While American media pay only periodic attention to H5N1’s scary potential, it's the kind of threat that keeps Hong Kong authorities awake at night. SARS was their wake-up call, and no one wants to be caught cat-napping when a pandemic strikes – as experts believe it eventually will.
Today, Monday (Sunday in Philly), we journos got to see two big changes wrought by SARS.
The first change was the creation, in a mere two years, of the $125 million Centre for Health Protection -- Hong Kong’s version of the U.S. Centers for Disease Control and Prevention. Not coincidentally, Dr. Thomas Tsang, the new controller of CHP, worked for several years at the CDC.
One component of CHP is an “emergency response centre” that looks only slightly less high-tech than a NASA mission control room. But instead of monitoring a space shuttle, uniformed workers track reports of illness outbreaks in Hong Kong’s healthcare system. Twice a day, the information is sifted and synthesized into a “sitrep” – a situation report.
Most of this data is numbingly mundane, so to keep an edge, the emergency center runs drills, like last month’s “Exercise Cypress.” This involved the pretend landing of a plane carrying two people infected with H5N1 bird flu. They were hypothetically admitted to Princess Margaret Hospital, where they set off a Level 3 response and were put in the new isolation wing to avoid infecting anyone else. Officials in the patients’ imaginary country were immediately notified, as was the Hong Kong airport, the World Health Organization, etc.

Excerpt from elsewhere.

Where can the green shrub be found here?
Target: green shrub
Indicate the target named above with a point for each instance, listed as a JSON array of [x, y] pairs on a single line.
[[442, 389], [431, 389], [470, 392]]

The isolation wing is the other big post-SARS change. It is part of a gleaming, state-of-the-art Infectious Disease Centre (there’s that annoying British spelling again) at Princess Margaret Hospital, where SARS demonstrated the strengths – and weaknesses – of Hong Kong’s infection control system. The hospital was overwhelmed by 585 real SARS patients and twice that many suspected cases. Ten percent of the hospital’s staff contracted SAR$, including the head of the intensive care unit; fortunately, these selfless workers survived, unlike 10 percent of the other SARS patients.

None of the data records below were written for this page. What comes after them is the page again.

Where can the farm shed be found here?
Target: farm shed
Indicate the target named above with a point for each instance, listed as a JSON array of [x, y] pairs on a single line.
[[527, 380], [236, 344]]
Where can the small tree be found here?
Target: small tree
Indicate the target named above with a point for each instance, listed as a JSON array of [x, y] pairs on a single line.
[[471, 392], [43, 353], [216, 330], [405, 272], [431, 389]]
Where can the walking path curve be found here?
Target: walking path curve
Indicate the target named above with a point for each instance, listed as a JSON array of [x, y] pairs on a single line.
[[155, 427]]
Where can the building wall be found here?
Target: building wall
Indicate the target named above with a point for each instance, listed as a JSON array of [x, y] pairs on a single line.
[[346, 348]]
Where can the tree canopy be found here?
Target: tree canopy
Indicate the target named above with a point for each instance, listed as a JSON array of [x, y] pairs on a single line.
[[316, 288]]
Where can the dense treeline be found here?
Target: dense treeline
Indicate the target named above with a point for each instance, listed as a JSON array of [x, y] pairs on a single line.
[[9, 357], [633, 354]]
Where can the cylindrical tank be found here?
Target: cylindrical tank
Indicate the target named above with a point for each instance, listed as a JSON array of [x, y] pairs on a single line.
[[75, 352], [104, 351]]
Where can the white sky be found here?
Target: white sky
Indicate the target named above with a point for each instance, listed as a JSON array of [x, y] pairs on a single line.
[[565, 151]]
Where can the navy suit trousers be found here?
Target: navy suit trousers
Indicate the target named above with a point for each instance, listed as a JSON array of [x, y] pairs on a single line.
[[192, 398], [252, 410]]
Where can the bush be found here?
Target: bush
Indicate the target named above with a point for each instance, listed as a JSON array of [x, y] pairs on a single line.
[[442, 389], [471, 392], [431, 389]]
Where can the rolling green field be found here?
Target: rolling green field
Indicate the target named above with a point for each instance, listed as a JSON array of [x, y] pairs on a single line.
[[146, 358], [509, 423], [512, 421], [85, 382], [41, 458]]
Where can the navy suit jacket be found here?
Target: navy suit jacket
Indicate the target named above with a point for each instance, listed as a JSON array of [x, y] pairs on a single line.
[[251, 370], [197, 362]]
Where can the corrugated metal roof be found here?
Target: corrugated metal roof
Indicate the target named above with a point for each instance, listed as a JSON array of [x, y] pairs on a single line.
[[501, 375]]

Four hospital officials gave us a tour of the new, barely-used facility, with its 8 floors of negative air pressure wards, airtight doors and windows, and bio-safety lab. Each of the 108 isolations rooms is separated from the corridor by a special anteroom about the size of a walk-in closet. The anteroom doors are programmed to open and close sequentially by sensing the presence of, say, a nurse – thus eliminating germy door knobs and preventing contaminated air droplets from escaping into the hallway. Unfortunately, this safety feature was problematic with our group of 15.

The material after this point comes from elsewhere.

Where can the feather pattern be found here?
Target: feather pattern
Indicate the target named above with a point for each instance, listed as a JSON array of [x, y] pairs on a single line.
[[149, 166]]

“Move closer. More. More,” directed senior hospital administrator Olivia Ma, trying to get us all sufficiently crowded together in the anteroom so one door could close and the other one open.
Editor’s note: The program Marie is traveling with is sponsored by the Honolulu-based East-West Center, founded by Congress in 1960 to promote research and education about issues of common concern to the U.S. and the Asia Pacific region. Nine other health journalists from the U.S. and Asia are participating in the health journalism program. Their first stop was Hong Kong.